Lemon Drizzle Cake

From The Guardian; even though it's from the US edition it's a little challenging because it uses ingredients not all that common in the US. Also, the Brits write recipes differently.

Ingredients

175g butter, softened, plus a little extra to grease
2 unwaxed lemons
175g caster sugar (appears to be the same as superfine sugar)
Fine salt
3 eggs
100g self-raising flour
75g ground almonds
A little milk
100g demerara sugar

Instructions

1. Prepare the tin - Grease a 2lb loaf tin (ie, one measuring about 23cm x 13cm x 7cm [9in x 5in x 2.75in]) with butter or oil, and line with greaseproof paper. Heat the oven to 180C (160C fan)/350F/gas 4. Zest the lemons – if you haven’t got unwaxed (or organic) ones, give them a good scrub with hot water to remove some of the wax first, because this will give a better flavour.
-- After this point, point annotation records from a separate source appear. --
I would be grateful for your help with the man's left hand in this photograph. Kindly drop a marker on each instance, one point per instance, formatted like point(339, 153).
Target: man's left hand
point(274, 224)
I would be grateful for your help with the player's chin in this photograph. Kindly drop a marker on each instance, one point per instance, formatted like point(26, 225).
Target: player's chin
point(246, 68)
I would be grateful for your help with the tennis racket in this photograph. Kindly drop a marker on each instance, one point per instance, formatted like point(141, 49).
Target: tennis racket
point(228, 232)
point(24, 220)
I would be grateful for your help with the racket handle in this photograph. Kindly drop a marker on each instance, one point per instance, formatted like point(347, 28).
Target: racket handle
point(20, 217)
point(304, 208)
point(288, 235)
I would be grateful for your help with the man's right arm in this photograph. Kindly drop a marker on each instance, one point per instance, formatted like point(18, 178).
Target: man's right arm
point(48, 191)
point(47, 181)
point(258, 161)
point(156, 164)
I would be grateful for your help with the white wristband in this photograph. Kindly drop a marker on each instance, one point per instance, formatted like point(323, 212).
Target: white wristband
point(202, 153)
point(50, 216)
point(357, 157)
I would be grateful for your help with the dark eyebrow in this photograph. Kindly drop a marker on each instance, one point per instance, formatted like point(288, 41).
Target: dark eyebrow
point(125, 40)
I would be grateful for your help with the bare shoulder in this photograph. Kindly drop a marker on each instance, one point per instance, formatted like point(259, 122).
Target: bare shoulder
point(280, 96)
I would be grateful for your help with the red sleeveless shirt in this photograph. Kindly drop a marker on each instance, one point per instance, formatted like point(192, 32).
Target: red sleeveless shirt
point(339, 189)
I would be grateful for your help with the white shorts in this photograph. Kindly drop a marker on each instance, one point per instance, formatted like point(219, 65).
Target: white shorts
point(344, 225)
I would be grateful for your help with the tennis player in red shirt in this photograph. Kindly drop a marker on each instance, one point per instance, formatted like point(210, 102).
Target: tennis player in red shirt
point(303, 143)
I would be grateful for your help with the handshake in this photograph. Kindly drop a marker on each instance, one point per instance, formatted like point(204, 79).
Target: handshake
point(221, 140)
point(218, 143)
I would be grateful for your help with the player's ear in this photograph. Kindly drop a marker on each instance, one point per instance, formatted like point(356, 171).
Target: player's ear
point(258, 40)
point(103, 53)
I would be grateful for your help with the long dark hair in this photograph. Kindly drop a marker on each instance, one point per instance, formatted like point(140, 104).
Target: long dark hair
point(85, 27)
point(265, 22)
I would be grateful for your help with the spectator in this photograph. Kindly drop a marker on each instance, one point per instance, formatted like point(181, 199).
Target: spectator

2. Soften the butter - If you’ve forgotten to take the butter out of the fridge, cut it into cubes and leave it near the warm oven or give it a few good whacks with a rolling pin to help it on its way. (Microwaving will just melt the outside, which isn’t ideal.) Put the cubed butter in a large bowl, or in the bowl of a food mixer, with the caster sugar, a pinch of fine salt and half the lemon zest.

3. Cream the butter and sugar - Use electric beaters to beat the butter and sugar mix until it’s really light and fluffy, scraping down the sides of the bowl as necessary; this should take about five minutes. You can do this with a wooden spoon, but it will take a while, because you want to get as much air into the mix as possible. Cream the butter, sugar, the rest of the zest and a pinch of salt; get as much air in the mix as you can.

4. Add the eggs - Beat together the eggs in a jug, then beat them into the butter and sugar mixture a little at a time, making sure each addition is thoroughly incorporated before adding any more. If the mixture threatens to curdle at any point, add a little of the flour to bring it back to a smooth consistency.

5. Incorporate the flour - Tip the flour into a sieve and sift it on top of the butter and sugar mixture – though this is not vital, it will help to give a lighter, fluffier result, so I’d recommend it. Use a large metal spoon gently to fold in the flour with a slow, figure-of-eight motion, being careful to knock as little air out of the mix as possible.

6. … and the ground almonds and milk - Put the ground almonds in a bowl, give them a quick whisk to break up any lumps, then fold into the batter in the same way as the flour. Gradually mix in just enough milk to thin down the batter to a consistency that will reluctantly drop off a spoon.

7. Pour into the tin and bake - Pour the batter into the prepared tin and gently level the top. Put in the hot oven and bake for about 50-55 minutes, or until the top is golden and risen, and a skewer pushed into the centre comes out clean, or at least without any wet batter clinging to it; a few crumbs are fine.

8. Now for the drizzle - Juice both lemons and mix this with the demerara sugar and the remaining lemon zest. Leave the cake in the tin, and poke small holes evenly all over the top, then pour over the drizzle bit by bit, waiting for it be absorbed before adding any more. Leave the cake to cool in its tin before turning out.

 

More notes - just for fun and because I feel like typing, here's some of the interesting differences between Brit-style recipe and American:

1) Somewhat rarer ingredients - Caster sugar and demarara sugar don't show up often in US recipes. Majority of American recipes use regular flour, self-raising is rare. I've never seen ground almonds in a store so any American recipe that uses ground almonds would also include instructions on how to grind them; perhaps they're easier to find in Great Britain or perhaps they're used so commonly that it's assumed the home cook knows how to make them.

2) Obvious differences in units of measurement, although metric weights for ingredients actually aren't all that strange. Brit recipes always include three different oven settings (centigrade, farenheit, and some kind of gas number), so they obviously have different types of ovens; in America all recipes simply use farenheit. I was amused by the recipe insisting on providing metric sizes for the loaf pan of "about" 23cm x 13cm x 7cm which are odd numbers, when the pan is clearly a standard imperial size of 9in x 5in.

3) Different ways to reference equipment - Americans never use the word "tins", we would simply call it a pan. Probably wouldn't refer to paper as "greaseproof" paper and probably would specify parchment paper. Beat the eggs in a "jug", we'd say small bowl.

4) And simply the way the instructions are written is slightly different. Instructions are slightly wordier, and giving instructions on how to soften butter is a little odd.